The southern United States, for example, grows nearly a third of the nation's livestock, but it produces just 6 percent of the grain fed to these animals, importing the rest. Nitrogen in runoff from their manure is linked to toxic algae blooms and oxygen losses in North Carolina's Pamlico Sound and elsewhere.

Such large-scale, concentrated production now dominates not only in meat and poultry growing, but also in farm-raised fish and shellfish -- increasingly a suspected cause of nitrogen pollution in coastal waters.

Nitrogen is not the only nutrient to cause water-quality problems. Humans have nearly tripled the amount of phosphorus fertilizers that run into rivers and the oceans in the past century.

Phosphorus, however, is usually more a problem in fresh water, more easily contained in farm fields and removed from sewage, and not produced by burning fossil fuels. So nitrogen is a more pernicious and widespread threat to coastal waters.
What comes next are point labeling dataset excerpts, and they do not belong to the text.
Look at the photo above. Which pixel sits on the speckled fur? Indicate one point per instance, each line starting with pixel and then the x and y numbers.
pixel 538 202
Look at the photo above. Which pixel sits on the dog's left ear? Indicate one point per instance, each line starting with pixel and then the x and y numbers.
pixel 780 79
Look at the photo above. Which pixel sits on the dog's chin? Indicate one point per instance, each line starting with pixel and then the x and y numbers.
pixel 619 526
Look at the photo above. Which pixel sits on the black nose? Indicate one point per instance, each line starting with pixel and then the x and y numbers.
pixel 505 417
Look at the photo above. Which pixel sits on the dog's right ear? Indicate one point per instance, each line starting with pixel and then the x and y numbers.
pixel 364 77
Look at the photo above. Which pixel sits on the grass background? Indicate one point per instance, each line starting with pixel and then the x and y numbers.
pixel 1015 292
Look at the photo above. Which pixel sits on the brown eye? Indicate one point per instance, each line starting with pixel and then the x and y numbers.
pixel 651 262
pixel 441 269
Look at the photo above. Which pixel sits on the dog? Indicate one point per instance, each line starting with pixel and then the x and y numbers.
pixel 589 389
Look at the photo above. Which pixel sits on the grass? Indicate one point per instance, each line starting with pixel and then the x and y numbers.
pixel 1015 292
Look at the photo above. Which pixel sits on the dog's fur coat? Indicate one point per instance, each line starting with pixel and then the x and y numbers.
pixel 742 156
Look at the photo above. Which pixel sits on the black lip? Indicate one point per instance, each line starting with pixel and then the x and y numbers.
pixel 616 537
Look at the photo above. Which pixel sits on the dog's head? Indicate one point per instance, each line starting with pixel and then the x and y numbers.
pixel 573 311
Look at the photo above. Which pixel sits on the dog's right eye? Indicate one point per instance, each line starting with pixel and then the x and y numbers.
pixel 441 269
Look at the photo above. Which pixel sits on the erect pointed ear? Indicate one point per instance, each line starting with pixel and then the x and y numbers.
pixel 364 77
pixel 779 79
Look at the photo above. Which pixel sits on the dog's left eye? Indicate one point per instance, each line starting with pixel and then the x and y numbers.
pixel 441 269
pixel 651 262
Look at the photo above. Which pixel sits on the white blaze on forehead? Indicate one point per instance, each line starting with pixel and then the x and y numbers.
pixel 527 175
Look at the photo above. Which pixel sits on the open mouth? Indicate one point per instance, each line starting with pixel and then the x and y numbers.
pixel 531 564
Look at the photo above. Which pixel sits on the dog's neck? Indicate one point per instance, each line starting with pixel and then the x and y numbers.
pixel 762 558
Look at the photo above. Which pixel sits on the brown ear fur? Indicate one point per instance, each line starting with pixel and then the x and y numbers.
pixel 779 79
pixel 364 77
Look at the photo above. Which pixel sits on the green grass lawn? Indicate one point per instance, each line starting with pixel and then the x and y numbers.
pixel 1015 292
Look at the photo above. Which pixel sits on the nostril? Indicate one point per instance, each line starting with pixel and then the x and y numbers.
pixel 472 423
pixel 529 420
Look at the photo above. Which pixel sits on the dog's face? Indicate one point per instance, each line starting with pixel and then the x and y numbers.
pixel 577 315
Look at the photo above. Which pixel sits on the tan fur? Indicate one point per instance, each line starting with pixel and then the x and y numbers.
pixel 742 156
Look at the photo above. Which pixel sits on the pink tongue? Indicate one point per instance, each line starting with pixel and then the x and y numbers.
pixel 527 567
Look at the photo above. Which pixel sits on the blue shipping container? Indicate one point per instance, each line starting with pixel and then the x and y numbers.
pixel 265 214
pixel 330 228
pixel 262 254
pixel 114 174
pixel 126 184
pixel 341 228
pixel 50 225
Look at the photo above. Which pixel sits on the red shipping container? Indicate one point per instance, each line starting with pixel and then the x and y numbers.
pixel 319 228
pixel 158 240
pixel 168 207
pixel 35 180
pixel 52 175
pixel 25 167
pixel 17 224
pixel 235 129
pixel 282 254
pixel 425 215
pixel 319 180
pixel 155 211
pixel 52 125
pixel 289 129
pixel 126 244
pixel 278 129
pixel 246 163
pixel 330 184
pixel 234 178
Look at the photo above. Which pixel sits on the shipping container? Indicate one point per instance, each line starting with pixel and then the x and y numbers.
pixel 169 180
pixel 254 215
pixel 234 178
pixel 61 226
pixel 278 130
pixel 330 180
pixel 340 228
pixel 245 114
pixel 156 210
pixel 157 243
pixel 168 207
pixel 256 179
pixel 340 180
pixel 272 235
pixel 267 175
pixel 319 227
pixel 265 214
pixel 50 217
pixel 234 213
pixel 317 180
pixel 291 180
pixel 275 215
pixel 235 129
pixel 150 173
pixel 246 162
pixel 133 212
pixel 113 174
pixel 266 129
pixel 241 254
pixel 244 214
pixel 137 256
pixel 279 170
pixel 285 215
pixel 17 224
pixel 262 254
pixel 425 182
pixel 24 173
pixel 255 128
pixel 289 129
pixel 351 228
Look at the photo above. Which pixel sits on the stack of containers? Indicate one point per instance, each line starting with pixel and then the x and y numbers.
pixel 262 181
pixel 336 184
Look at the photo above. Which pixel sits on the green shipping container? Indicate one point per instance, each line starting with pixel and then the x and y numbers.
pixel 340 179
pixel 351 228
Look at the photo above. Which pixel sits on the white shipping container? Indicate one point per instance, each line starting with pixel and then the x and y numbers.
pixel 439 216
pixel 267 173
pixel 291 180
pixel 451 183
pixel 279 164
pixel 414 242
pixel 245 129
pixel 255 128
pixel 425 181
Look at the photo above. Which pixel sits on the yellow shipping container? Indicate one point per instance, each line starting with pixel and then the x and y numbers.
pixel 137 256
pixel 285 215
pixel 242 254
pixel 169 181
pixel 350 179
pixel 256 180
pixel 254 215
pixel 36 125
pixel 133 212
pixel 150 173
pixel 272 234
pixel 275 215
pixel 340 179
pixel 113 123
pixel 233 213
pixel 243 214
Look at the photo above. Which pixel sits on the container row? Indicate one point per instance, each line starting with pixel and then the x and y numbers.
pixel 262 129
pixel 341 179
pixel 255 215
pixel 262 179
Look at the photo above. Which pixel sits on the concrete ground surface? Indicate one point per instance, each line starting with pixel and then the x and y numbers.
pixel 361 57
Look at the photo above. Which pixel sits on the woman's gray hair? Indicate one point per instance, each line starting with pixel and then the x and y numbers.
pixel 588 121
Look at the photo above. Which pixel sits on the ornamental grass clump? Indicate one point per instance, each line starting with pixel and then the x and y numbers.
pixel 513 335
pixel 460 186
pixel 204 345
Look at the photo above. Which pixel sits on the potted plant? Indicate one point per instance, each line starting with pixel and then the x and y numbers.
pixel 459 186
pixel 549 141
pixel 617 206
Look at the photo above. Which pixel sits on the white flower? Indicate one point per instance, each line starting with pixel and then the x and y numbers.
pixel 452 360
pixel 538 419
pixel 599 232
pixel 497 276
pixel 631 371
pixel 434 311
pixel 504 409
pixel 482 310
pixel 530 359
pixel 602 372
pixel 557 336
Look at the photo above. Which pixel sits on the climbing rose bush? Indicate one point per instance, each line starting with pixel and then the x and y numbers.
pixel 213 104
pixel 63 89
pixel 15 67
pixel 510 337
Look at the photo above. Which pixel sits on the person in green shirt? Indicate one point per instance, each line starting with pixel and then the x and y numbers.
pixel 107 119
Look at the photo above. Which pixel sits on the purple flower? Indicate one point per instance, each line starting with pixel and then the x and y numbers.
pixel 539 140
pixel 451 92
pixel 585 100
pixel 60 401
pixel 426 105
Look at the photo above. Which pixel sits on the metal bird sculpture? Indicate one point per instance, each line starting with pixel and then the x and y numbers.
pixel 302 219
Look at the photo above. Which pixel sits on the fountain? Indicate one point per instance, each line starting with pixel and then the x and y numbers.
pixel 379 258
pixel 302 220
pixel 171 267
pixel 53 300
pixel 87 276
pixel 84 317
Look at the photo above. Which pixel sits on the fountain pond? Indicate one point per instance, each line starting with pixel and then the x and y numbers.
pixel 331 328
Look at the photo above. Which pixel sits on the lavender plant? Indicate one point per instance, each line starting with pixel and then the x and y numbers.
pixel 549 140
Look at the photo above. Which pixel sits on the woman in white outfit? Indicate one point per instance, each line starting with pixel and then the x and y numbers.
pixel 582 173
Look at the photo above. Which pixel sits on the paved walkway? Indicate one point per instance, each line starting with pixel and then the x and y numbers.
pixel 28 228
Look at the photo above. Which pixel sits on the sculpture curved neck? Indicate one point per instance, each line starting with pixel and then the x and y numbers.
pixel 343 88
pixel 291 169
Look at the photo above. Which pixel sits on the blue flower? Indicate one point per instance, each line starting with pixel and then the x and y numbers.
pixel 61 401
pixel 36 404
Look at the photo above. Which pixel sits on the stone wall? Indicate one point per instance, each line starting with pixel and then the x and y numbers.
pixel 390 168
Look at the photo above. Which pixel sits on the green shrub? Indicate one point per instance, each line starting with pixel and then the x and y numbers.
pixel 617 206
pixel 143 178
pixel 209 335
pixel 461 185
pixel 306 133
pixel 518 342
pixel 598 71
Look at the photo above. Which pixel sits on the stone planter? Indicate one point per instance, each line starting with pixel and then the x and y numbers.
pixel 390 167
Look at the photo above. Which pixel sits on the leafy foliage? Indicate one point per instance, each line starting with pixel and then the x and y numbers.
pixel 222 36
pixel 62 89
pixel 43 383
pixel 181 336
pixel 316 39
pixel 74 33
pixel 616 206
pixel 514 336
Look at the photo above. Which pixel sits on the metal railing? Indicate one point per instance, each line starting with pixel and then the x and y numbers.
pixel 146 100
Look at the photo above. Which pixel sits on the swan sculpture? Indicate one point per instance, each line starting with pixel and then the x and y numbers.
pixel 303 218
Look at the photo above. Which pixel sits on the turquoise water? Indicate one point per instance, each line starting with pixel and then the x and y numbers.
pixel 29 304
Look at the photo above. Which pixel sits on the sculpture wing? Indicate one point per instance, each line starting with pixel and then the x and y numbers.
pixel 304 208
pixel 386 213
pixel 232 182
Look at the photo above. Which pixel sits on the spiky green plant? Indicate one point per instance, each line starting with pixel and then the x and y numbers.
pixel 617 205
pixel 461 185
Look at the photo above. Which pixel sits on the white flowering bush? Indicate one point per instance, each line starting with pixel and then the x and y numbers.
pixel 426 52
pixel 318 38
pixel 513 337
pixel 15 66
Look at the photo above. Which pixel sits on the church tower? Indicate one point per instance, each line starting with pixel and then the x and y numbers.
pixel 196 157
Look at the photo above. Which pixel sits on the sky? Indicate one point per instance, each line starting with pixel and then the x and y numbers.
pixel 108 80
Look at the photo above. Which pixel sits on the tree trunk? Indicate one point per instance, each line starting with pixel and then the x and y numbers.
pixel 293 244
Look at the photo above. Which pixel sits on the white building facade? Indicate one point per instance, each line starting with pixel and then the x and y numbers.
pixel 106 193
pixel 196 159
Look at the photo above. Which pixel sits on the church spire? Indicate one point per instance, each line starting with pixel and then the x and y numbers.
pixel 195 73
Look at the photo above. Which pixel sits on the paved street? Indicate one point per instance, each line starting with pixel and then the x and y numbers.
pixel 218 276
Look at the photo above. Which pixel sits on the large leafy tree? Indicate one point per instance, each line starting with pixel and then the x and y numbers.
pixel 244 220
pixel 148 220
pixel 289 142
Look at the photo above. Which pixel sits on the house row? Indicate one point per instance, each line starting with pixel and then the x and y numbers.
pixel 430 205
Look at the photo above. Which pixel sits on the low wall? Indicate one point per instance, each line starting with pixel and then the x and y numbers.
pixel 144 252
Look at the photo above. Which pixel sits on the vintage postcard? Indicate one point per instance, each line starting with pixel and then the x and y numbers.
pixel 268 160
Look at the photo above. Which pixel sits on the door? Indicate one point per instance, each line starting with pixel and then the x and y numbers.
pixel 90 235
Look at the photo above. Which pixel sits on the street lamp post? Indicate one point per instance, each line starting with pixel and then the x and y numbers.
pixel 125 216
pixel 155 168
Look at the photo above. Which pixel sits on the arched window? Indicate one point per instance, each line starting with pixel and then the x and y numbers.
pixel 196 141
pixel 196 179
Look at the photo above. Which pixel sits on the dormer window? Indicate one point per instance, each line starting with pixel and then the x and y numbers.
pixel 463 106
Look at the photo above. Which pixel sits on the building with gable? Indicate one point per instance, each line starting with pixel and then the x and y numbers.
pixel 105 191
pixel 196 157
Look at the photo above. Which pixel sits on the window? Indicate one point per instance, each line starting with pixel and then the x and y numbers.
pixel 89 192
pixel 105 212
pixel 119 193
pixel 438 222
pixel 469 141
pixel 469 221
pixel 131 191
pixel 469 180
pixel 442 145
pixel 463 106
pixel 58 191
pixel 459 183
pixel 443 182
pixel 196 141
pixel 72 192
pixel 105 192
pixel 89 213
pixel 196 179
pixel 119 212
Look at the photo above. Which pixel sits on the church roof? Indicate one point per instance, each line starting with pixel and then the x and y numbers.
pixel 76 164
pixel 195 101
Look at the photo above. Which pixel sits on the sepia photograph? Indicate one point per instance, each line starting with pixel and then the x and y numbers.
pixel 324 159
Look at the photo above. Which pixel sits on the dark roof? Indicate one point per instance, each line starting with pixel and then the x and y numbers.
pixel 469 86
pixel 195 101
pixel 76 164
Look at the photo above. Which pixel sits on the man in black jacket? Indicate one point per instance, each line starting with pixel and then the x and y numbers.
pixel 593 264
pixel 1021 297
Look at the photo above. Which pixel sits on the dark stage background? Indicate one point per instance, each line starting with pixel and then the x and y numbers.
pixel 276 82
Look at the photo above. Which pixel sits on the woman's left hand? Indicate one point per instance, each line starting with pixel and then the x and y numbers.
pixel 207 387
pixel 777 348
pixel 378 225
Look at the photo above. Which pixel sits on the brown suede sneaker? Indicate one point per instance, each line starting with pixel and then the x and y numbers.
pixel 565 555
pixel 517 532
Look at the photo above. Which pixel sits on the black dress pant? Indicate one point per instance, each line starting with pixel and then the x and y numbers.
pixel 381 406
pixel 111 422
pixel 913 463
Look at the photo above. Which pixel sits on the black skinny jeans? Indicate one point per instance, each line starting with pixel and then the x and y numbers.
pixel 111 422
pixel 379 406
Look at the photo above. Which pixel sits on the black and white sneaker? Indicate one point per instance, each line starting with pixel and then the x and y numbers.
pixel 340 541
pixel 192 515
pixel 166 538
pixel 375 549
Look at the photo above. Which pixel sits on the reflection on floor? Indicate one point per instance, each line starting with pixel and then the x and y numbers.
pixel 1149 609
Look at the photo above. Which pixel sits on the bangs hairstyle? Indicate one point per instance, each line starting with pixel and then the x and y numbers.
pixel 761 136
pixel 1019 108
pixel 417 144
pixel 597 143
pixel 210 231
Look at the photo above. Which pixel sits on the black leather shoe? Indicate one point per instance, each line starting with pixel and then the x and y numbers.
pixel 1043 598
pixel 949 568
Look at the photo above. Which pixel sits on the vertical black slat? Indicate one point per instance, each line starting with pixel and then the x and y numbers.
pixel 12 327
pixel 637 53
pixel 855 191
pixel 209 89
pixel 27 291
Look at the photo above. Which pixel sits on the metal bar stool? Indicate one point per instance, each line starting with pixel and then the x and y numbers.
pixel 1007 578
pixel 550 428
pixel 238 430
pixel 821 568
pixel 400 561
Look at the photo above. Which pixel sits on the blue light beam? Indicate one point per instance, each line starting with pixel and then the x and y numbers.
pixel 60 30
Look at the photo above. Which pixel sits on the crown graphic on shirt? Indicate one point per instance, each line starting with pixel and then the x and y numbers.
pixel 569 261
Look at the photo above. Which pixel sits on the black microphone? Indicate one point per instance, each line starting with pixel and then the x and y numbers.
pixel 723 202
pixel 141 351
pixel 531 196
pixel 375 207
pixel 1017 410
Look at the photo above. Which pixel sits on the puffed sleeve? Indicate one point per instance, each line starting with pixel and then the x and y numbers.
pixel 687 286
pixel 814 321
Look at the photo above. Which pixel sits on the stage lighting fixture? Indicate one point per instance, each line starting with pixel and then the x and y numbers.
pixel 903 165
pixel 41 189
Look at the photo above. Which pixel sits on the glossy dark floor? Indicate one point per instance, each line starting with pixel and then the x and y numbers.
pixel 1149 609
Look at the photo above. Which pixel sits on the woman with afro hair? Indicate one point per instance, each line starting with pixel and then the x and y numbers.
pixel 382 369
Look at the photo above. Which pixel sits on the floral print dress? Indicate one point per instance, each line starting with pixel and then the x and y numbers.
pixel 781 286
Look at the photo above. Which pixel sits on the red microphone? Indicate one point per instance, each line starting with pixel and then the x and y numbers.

Experts continue to puzzle over a key mystery: Only about a fifth of all nitrogen leaking from human activities appears to end up in waterways. The rest is unaccounted for.

Scientists once assumed a lot of it was consumed by increased growth in forests. But studies at the Harvard Forest, a research station in western Massachusetts, failed to confirm that.

A significant amount of the missing nitrogen is likely being recycled harmlessly back into the atmosphere. Bacteria perform this beneficial deed wherever nitrogen-laden runoff flows through the sediments of wetlands. So the worldwide destruction of wetlands has been a major factor in the worsening impact of nitrogen.

And finally, large quantities of nitrogen seem to be accumulating in soils, posing a critical question: Is this nitrogen safely and permanently stored, or are soils becoming so saturated that millions of tons of nitrogen soon will begin leaking out to further taint our waters?